Specificity of G protein beta and gamma subunit interactions.

  1. C J Schmidt,
  2. T C Thomas,
  3. M A Levine and
  4. E J Neer
  1. Cardiovascular Division, Brigham and Women's Hospital, Boston, Massachusetts 02115.

    Abstract

    Multiple heterotrimeric guanine nucleotide binding protein (G protein) subunits have evolved to couple a large variety of receptors to intracellular effectors. G protein beta gamma subunits are essential for efficient coupling of alpha subunits to receptors, and they are also important for modulation of effectors. Several different beta and gamma subunits exist, but it is not known whether all possible combinations of beta and gamma can form functional dimers. To answer this question, we have compared the ability of in vitro translated beta 1, beta 2, and beta 3 to form dimers with either gamma 1 or gamma 2. Dimerization was monitored by gel filtration, resistance to tryptic digestion, and chemical cross-linking.
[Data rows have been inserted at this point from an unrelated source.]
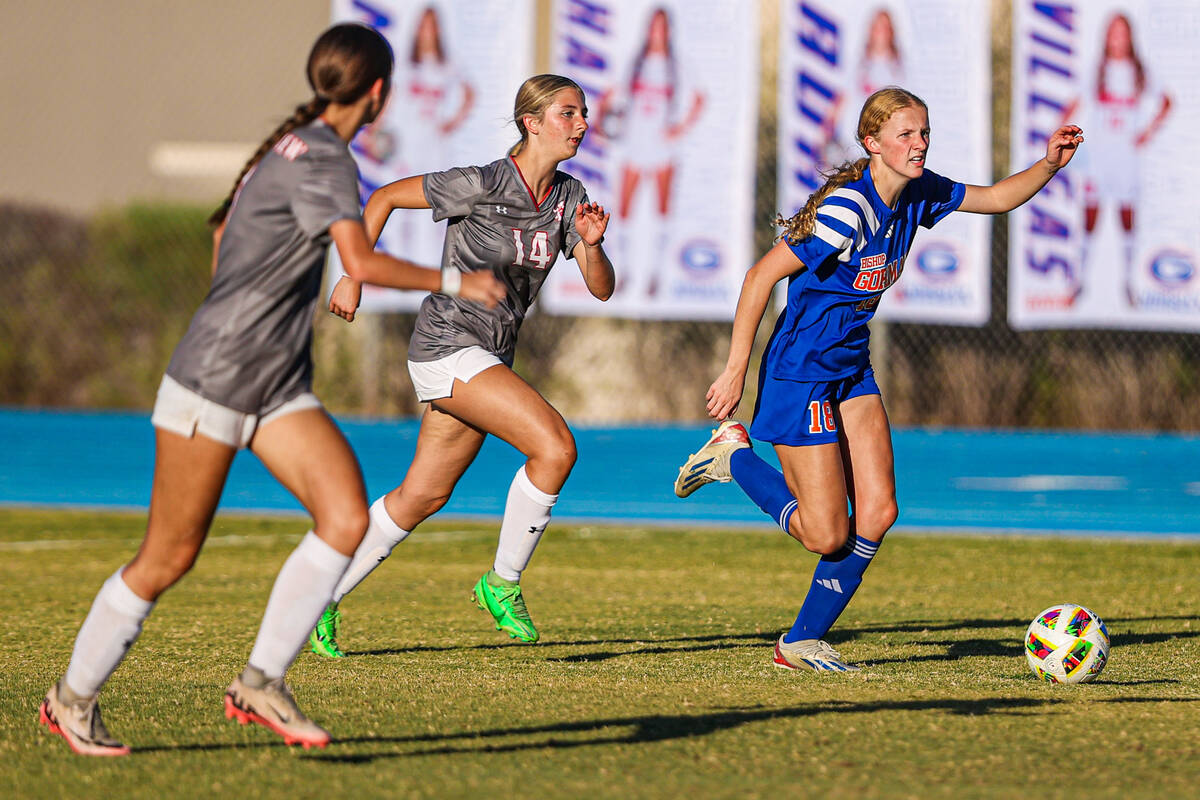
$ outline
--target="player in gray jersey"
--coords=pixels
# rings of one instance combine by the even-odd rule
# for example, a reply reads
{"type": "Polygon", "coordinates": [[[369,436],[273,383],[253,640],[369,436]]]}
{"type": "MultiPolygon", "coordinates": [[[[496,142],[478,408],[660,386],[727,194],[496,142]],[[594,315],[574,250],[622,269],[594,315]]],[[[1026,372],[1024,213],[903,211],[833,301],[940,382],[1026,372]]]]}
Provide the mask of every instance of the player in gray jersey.
{"type": "MultiPolygon", "coordinates": [[[[575,465],[575,439],[546,399],[512,372],[517,331],[559,253],[578,264],[588,289],[612,295],[612,264],[600,246],[605,210],[558,164],[572,157],[588,128],[583,91],[560,76],[536,76],[517,92],[514,120],[521,142],[486,167],[463,167],[406,178],[372,194],[364,212],[378,236],[392,209],[432,209],[449,219],[443,282],[496,275],[506,294],[484,309],[444,295],[421,305],[408,368],[421,402],[416,455],[398,488],[371,506],[367,535],[313,631],[316,652],[340,656],[337,602],[422,521],[450,499],[487,434],[527,458],[509,488],[493,569],[474,597],[497,630],[536,642],[521,591],[521,573],[550,522],[558,491],[575,465]]],[[[330,309],[353,319],[360,285],[343,278],[330,309]]]]}
{"type": "MultiPolygon", "coordinates": [[[[191,569],[233,457],[250,447],[313,517],[280,570],[246,669],[226,692],[226,716],[257,722],[287,744],[330,738],[296,706],[283,674],[329,602],[367,527],[358,461],[312,395],[312,314],[329,243],[361,281],[442,289],[496,305],[491,275],[452,287],[374,253],[359,212],[347,144],[386,100],[392,55],[364,25],[325,31],[308,56],[314,97],[251,158],[211,222],[212,288],[158,390],[154,488],[137,555],[101,588],[66,674],[40,716],[71,748],[124,756],[100,716],[100,688],[142,631],[158,596],[191,569]]],[[[470,281],[468,281],[470,278],[470,281]]],[[[467,303],[469,305],[469,303],[467,303]]]]}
The results indicate that beta 1 binds both gamma subunits, beta 2 binds only gamma 2, and beta 3 will bind neither gamma 1 or gamma 2. Hence, the occurrence of beta gamma dimers may be partially regulated by the ability of the subunits to associate. Specificity of dimerization might allow cells to co-express multiple beta and gamma subunits while maintaining efficient and specific signal transduction.